Recent agent-based recommendation frameworks aim to simulate user behaviors by incorporating memory mechanisms and prompting strategies, but they struggle with hallucinating non-existent items and full-catalog ranking. Besides, a largely underexplored opportunity lies in leveraging LLMs'commonsense reasoning to capture user intent through substitute and complement relationships between items, which are usually implicit in datasets and difficult for traditional ID-based recommenders to capture.

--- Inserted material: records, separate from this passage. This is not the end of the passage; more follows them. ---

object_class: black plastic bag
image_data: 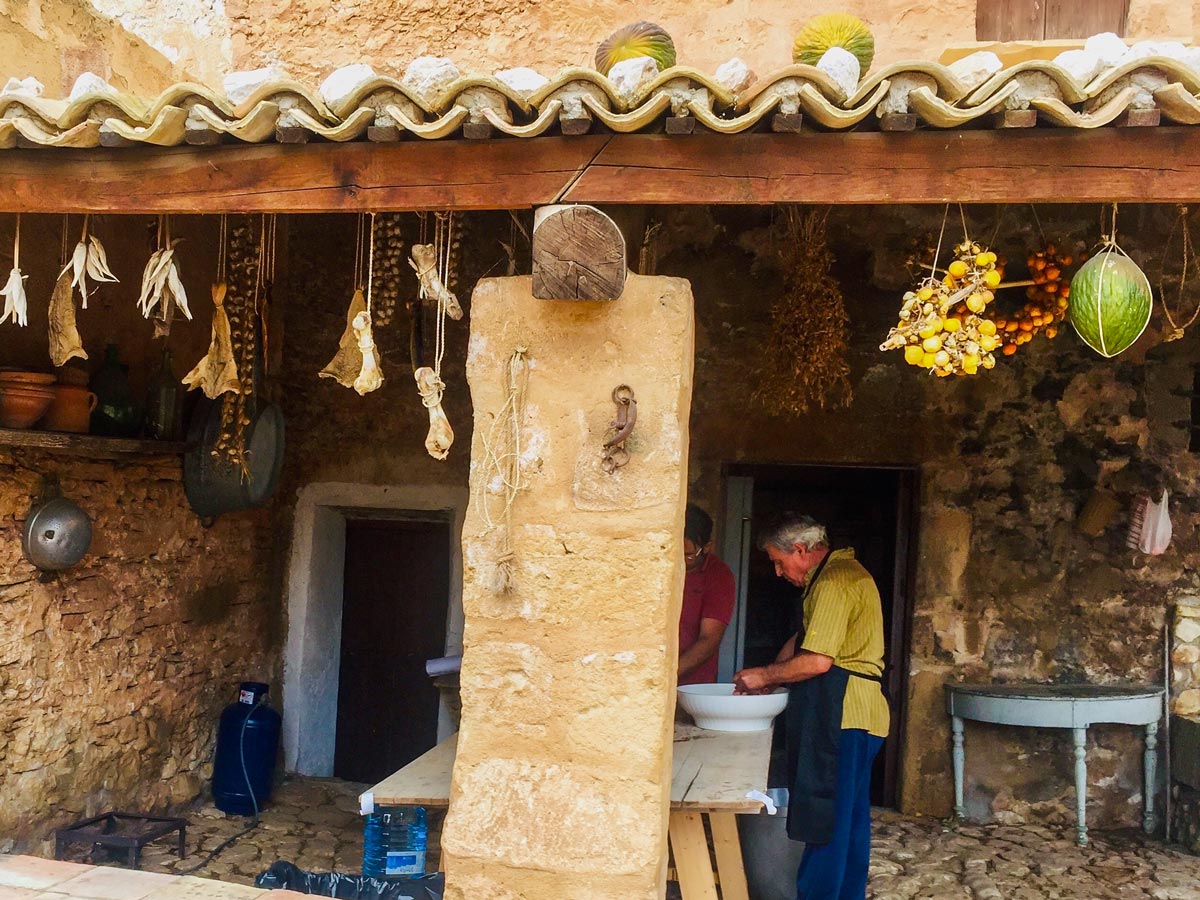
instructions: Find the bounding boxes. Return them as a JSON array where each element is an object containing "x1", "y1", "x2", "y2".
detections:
[{"x1": 254, "y1": 863, "x2": 445, "y2": 900}]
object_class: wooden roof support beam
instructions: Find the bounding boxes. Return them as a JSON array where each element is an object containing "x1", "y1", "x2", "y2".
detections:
[{"x1": 7, "y1": 126, "x2": 1200, "y2": 212}]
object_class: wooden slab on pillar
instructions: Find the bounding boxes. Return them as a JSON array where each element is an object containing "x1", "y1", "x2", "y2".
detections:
[{"x1": 533, "y1": 204, "x2": 628, "y2": 300}]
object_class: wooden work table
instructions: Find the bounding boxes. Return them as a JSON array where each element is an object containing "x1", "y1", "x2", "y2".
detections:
[{"x1": 361, "y1": 722, "x2": 772, "y2": 900}]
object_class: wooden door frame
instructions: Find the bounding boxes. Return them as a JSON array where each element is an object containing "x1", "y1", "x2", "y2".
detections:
[{"x1": 718, "y1": 460, "x2": 920, "y2": 808}]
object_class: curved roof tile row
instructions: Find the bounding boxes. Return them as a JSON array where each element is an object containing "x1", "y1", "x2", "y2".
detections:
[{"x1": 0, "y1": 56, "x2": 1200, "y2": 149}]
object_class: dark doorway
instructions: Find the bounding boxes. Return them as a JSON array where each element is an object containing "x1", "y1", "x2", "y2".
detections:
[
  {"x1": 334, "y1": 520, "x2": 450, "y2": 784},
  {"x1": 725, "y1": 464, "x2": 917, "y2": 806}
]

In this work, we propose a novel LLM-agent framework, AgenDR, which bridges LLM reasoning with scalable recommendation tools. Our approach delegates full-ranking tasks to traditional models while utilizing LLMs to (i) integrate multiple recommendation outputs based on personalized tool suitability and (ii) reason over substitute and complement relationships grounded in user history. This design mitigates hallucination, scales to large catalogs, and enhances recommendation relevance through relational reasoning. Through extensive experiments on three public grocery datasets, we show that our framework achieves superior full-ranking performance, yielding on average a twofold improvement over its underlying tools. We also introduce a new LLM-based evaluation metric that jointly measures semantic alignment and ranking correctness.

Paper Structure

This paper contains 43 sections, 14 equations, 5 figures, 13 tables.

Figures (5)

  • Figure 1: Two major drawbacks in directly deploying LLMs for recommendation: LLMs can hallucinate items not existing in the actual product catalog, and token limits of LLMs make them unsuitable for ranking items at scale. AgentDR addresses both limitations by delegating full-ranking tasks to recommendation tools.
  • Figure 2: The framework of AgentDR. Each user agent is equipped with two memory modules: RecTool memory to store tool suitability, and intent memory to track user intent. Ranking results from recommendation tools are aggregated based on RecTool memory. The aggregated result is further refined by dual S&C and general ranking modules.
  • Figure 3: Performance of AgentDR on VDCG without LLM-based modules. The bars of w/o LLM refer to AgentDR without both reranking and tool comparison on three datasets.
  • Figure 4: Ablation study on tool comparison or dual S&C reranking modules. The bars of S/C denote reranking based on substitutes or complements according to intent memory.
  • Figure 5: The KDE plot visualizing the distributions of RecTool memory in all user agents after optimization.